First of all, thank you very much for going forward with Bugzilla!

> * Considering tying the Bugzilla login to GitHub using GitHub as the
> provider.  This would mean that anyone wishing to submit an item into
> BZ would require a GitHub account.

I vote against this. I find 3rd party authentication providers insecure.
While I find Single Sign On extremely useful (and also secure) in a
single, centrally managed organization, GitHub and the edk2 Bugzilla (to
be operated by Intel) are separate entities.

A breach of GitHub could lead to a breach of the Bugzilla, and leakage
of sensitive data (private comments, private bugs, private attachments).

Downtime of GitHub would prevent us from logging into Bugzilla.

Modern browsers have built-in password managers. The practice I
generally follow is to have a unique, complex, machine-generated
password for every public-facing website, and to store those in a
reliable password manager (behind a very strong master password of coruse).

--*--

Another practical remark: I insist on having access to the personal
email addresses of people who report bugs, for two reasons.

Less importantly, I want to be able to contact them in email, outside of
bugzilla (they might have some files I need for debugging, but their
data is too sensitive or too big to attach to the bug).

More importantly, if I write patches for a BZ entry (bug or feature
request), I always CC the reporter on the patches.
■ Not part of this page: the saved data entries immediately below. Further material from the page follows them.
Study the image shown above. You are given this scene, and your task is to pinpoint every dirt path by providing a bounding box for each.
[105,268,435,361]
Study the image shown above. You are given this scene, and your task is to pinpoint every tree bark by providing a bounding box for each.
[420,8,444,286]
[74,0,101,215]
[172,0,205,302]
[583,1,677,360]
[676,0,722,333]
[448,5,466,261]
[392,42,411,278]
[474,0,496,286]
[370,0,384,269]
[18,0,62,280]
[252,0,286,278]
Now, purely for
informing the reporter about the patches, my "other" best practice would
suffice in itself -- that best practice being: I link every patch
submisson from the mailing list archive immediately into the bug --, but
the main goal is that I want his/her testing feedback. For that the
reporter should be able to build my patches, hence I CC him/her
directly. Therefore I need his/her email address on the bug.

Fishing the emails of reporters out of GitHub's issue tracker has been a
pain. One clicks the "@reporter_nick" style link in the discussion, and
hopes that the reporter's profile page lists his/her email address
publicly. If it doesn't, then I have to ask for it in the tracker entry
explicitly, or I can try googling it.

Bugzilla normally gives me the email addresses of all commenters on the
bug automatically, and so it should be.

(Example: my profile page <https://github.com/lersek/> does not list my
email address either. Why? Because I don't like spam, and my email is
trivially googleable for humans, from my name & employer. The point with
Bugzilla is that it only exposes email addresses to logged in users (no
bots), but then logged in users do get all the addresses without further
obstacles.)

I'm worried that if GitHub provided the authentication for Bugzilla, it
could withhold email addresses from Bugzilla, and break the above use case.